La serena transizione dal primo al secondo caso, lungo le recite da gennaio a dicembre di questo stesso anno, si è vista nel nuovo allestimento di Elektra, con regìa di Barbara Frey, scene di Muriel Gerstner e costumi di Bettina Walter. In gennaio, sotto la direzione di Thielemann cantavano Waltraud Meier, Evelyn Herlitzius, Anne Schwanewilms e René Pape, e quella superba lettura musicale può già ora essere riascoltata in una tempestiva pubblicazione discografica per Deutsche Grammophon. In dicembre, sotto la direzione di Peter Schneider hanno invece cantato Jane Henschel, Elena Pankratova, Manuela Uhl e Markus Marquardt, e di questa nuova lettura, meno commovente nell’espressione ma non meno teatralmente vigorosa e musicalmente straripante, si va ora a dire come bilancio di un’operazione nata sotto stelle provvide.

La visione registica ha il pregio della chiarezza, così da poter essere restituita in poche righe: sempre fedele alla sostanza del dramma e assai spesso alla didascalia stessa, l’azione è portata ai nostri giorni, nel malconcio palazzo dove la giustizia è – o dovrebbe essere, e comunque infine è – amministrata in seno e poi a dispetto della tirannide. Solo nel finale ha luogo una licenza, figlia sì del temibile teatro di regìa tedesco, ma tanto inedita quanto rispettosa e benvenuta: al momento del trionfo e della pregustata danza sulla morte di Klytemnästra e Ägisth, l’emozione paralizza le gambe a Elektra e la stronca in un’impotente immobilità; è invece la timida e inerte Chrysothemis ad apparire sul fondo in radioso abito da festa, subito pronta a godere il caparbio merito della sorella emarginata.

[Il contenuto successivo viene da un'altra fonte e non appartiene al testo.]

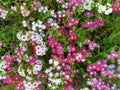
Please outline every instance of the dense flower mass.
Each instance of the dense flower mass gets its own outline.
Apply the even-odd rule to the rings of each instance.
[[[120,0],[1,0],[0,90],[120,90]]]

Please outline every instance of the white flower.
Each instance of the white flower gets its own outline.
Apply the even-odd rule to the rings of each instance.
[[[54,66],[58,66],[59,65],[59,62],[58,61],[54,61]]]

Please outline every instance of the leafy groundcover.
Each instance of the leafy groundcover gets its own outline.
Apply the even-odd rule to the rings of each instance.
[[[0,90],[120,90],[120,0],[0,0]]]

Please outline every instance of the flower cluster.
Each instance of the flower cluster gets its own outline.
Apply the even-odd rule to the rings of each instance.
[[[48,7],[47,6],[41,6],[38,9],[38,12],[47,13],[48,12]]]
[[[83,3],[83,11],[84,10],[88,10],[88,11],[92,10],[93,3],[94,3],[93,0],[85,0],[85,2]]]
[[[120,0],[115,0],[115,1],[112,3],[112,9],[113,9],[113,11],[115,11],[115,12],[119,12],[119,11],[120,11]]]
[[[5,19],[8,14],[8,11],[4,10],[3,8],[0,8],[0,18]]]
[[[100,47],[100,45],[96,44],[94,41],[91,41],[90,38],[87,38],[86,43],[89,46],[90,50],[94,50],[95,48],[99,48]]]
[[[25,9],[26,3],[23,3],[23,5],[21,5],[20,10],[21,10],[21,14],[23,17],[28,17],[30,15],[30,11]]]
[[[107,3],[106,5],[101,5],[100,3],[98,3],[97,7],[99,13],[104,13],[105,15],[112,13],[112,6],[110,3]]]
[[[95,21],[87,21],[82,25],[83,28],[96,28],[96,27],[101,27],[101,26],[104,26],[103,18],[98,18]]]
[[[45,70],[45,73],[48,76],[48,86],[53,90],[59,88],[62,84],[62,72],[61,66],[58,60],[50,59],[49,64],[52,65],[48,69]]]
[[[0,1],[0,81],[5,87],[120,89],[120,0],[28,1]]]

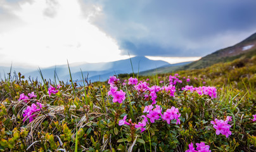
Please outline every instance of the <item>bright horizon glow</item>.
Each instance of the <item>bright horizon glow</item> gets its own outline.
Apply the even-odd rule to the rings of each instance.
[[[150,56],[146,56],[145,57],[152,60],[162,60],[168,62],[170,64],[176,64],[187,61],[195,61],[202,58],[202,57],[165,57]]]
[[[83,16],[77,1],[61,0],[56,6],[49,1],[19,3],[20,9],[11,9],[20,25],[0,33],[0,65],[48,67],[70,63],[98,63],[129,58],[120,55],[115,39],[90,23],[90,18],[99,14],[101,8]],[[55,7],[56,15],[44,15],[47,8]],[[15,7],[13,7],[15,8]]]

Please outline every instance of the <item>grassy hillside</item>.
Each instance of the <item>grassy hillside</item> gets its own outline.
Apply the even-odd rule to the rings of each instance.
[[[248,46],[249,48],[246,48]],[[248,57],[255,54],[256,33],[233,46],[217,51],[178,70],[200,69],[217,63],[228,62],[242,56]]]
[[[247,56],[84,87],[11,75],[0,82],[0,151],[255,151],[255,73]]]

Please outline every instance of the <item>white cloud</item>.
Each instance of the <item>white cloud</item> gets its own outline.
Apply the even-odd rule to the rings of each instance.
[[[195,61],[199,60],[202,57],[163,57],[163,56],[150,56],[146,57],[152,60],[162,60],[170,64],[175,64],[182,62]]]
[[[128,58],[120,55],[114,39],[89,23],[89,18],[99,12],[85,18],[77,1],[23,1],[19,9],[16,4],[5,6],[20,25],[0,33],[0,53],[4,54],[0,65],[12,61],[48,66],[66,64],[67,59],[70,63],[96,63]]]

L’ingiustizia combattuta per gli altri.

Tagliente ed essenziale nel porgere, schietta e oggettiva nel narrare, sollecita e duttile nell’accompagnare, la concertazione di Schneider è un vertice di mestiere direttoriale nel solco della tradizione germanica: la sua è l’Elektra quotidiana per la settimana di un gran signore. A segnare lo scarto è poi la Staatskapelle, grazie a quelle prerogative che nessun’altra orchestra sa imitare: anche nell’incandescenza selvaggia, dove l’ostentazione sonora è al colmo, da tutte le file si alzano voci di sovrana eleganza fraseologica e trasparenza timbrica, dilaniando a piena forza ma con artigli in filigrana d’oro. Più la si ascolta, più si apprende che da Heinrich Schütz ai contemporanei le buone, nobili, forbite maniere del far musica sono le medesime.

Nella parte eponima, la Pankratova non si perde in velleità analitiche e dà invece luogo a un personaggio la cui passione è viscerale e tutta d’un pezzo; l’altezza dell’esito è assicurata da una voce di fenomenale risonanza, inscalfibile smaltatura e trascinante vibrazione. E anche la prestazione attoriale si fa apprezzare per genuinità, senza mai confondere la donna forte con la virago grottesca. Sulla stessa linea interpretativa si pone la Henschel come Klytemnästra: ella non tanto indaga il rovello psicologico dell’uxoricida, quanto invece ne esibisce la delirante rabbiosità, l’arrogante petulanza e la superstiziosa paura. Si perde così di vista la regina che ha smarrito sé stessa, ma si mette anche a nudo una tiranna identificabile come colpa cosmica e nulla materno.

La terna delle donne è completata da una Uhl favolosa per lirismo di fraseggio e innocenza d’espressione, ma non meno lodevole per sontuosità d’emissione e splendore di timbro: la sua Chrysothemis di astratta perfezione coincide con l’inconsapevolezza passata, l’indifferenza presente e l’imperturbabilità futura di chi si affianca agli eroi senza prendere parte alla battaglia. Professionismo senza clamore nell’Ägisth di Jürgen Müller e nell’Orest di Markus Marquardt; rifinita collaborazione nello stretto interagire dei comprimari. Applausi cordiali da parte di un pubblico per il quale – tant’è – ascoltare la Staatskapelle di Dresda è cosa di tutti i giorni.